Even assuming that Plaintiff had properly alleged a disparate impact claim in his
Complaint, his claim nevertheless fails because he is alleging a theory of race discrimination
when this Court has already dismissed Plaintiff’s race discrimination claims after he failed to
raise them before the EEOC:
Plaintiff did not check the “Race” or “Disability” boxes, indicating
to the EEOC and Defendants that he was not alleging
discrimination based on race or ability. . . . Instead, Plaintiff only
checked the “Other” box, writing that he was “discriminated
against and denied hired because he was charged with a felony in
violation of [Title VII].”
(Mem.
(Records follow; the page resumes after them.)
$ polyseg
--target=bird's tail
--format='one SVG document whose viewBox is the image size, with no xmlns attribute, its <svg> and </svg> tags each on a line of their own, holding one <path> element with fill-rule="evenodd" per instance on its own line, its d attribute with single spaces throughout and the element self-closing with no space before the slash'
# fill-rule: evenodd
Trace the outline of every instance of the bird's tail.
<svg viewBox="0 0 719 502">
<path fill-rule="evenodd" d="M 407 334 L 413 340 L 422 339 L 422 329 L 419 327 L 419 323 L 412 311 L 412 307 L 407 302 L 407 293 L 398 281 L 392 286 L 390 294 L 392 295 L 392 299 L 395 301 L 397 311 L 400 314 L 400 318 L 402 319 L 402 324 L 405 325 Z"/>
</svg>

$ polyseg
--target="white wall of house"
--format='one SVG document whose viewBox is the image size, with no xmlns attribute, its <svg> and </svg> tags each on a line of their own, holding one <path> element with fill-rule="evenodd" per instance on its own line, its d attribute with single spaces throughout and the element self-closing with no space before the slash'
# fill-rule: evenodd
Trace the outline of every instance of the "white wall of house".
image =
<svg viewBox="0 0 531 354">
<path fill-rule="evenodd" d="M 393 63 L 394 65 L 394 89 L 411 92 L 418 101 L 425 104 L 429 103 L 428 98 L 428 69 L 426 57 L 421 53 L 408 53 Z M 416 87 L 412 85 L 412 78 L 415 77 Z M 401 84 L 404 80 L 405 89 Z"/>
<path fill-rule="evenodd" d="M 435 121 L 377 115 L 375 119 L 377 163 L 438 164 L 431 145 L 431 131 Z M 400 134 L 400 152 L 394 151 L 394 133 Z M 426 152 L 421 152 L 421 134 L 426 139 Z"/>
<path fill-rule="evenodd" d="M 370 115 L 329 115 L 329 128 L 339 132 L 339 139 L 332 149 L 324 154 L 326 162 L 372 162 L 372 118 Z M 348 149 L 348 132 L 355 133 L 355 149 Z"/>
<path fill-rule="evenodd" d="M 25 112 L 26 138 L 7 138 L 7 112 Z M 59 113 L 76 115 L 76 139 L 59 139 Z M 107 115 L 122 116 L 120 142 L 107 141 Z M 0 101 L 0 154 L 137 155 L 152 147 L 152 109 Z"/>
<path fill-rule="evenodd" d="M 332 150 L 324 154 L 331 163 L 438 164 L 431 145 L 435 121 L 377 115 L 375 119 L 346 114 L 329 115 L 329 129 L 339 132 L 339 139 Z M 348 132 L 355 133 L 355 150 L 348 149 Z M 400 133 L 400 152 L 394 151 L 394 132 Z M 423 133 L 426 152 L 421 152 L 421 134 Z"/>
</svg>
Op. 6, Oct. 4, 2016 [ECF No. 26] (citations omitted).) My previous ruling applies to any
alternate theories of race discrimination that Plaintiff is now attempting to raise.
IV.
CONCLUSION
It is clear that no reasonable juror could find that Defendants violated Title VII when they
acted not to hire Plaintiff. Title VII simply does not provide a cause of action for the type of
discrimination that Plaintiff is alleging, and Plaintiff has also failed to allege his claim of
disparate impact before the EEOC or in his Complaint. He may not now raise this claim for the
first time. I will grant Defendants’ Motion for Summary Judgment.
The Clerk is directed to forward a copy of this Memorandum Opinion and accompanying
Order to all counsel of record and Plaintiff.
Entered this 22nd day of December, 2016.